Hypometabolism induces silent memory engrams via hyperpolarization-disrupted replay-mediated consolidation

Silent memory engrams---neuronal ensembles storing memories inaccessible to natural cues yet amenable to artificial stimulation---underlie retrieval deficits in models of retrograde amnesia and Alzheimer's disease (AD). Although current models of silent engram formation focus on synaptic plasticity impairments, including protein synthesis inhibition, they overlook upstream hypometabolism's role in disorders featuring amnesia-like memory impairments. Here, using a biophysically detailed computational model of the entorhinal-hippocampal-amygdalar network coupled with cellular energy dynamics, we demonstrate that lowering intracellular adenosine triphosphate (ATP) levels activates ATP-sensitive potassium (K _ATP ) channels, inducing hyperpolarization that spares encoding of contextual fear engrams but selectively suppresses offline replays critical for consolidation.

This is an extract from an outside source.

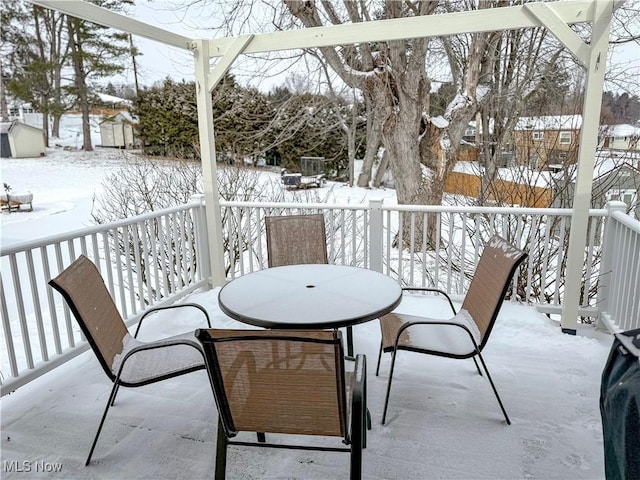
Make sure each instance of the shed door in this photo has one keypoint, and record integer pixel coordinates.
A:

Consequently, basolateral amygdala fear neurons evade natural cue-evoked recall yet respond to optogenetic-like synchronous dentate gyrus activation, thus forming silent engrams independent of synaptic plasticity impairments. Our model uncovers a metabolic pathway to silent engrams, suggesting that hypometabolic disorders exhibiting reduced offline replays and amnesia-like impairments---including Alzheimer's disease, traumatic brain injury, hypoxic-ischemic encephalopathy, and depression---may share this pathway. Therapeutically, targeted blockade of K _ATP -mediated hyperpolarization could restore replay dynamics and natural recall, positioning K _ATP channels as a tractable target for precision medicine in hypometabolic amnestic disorders.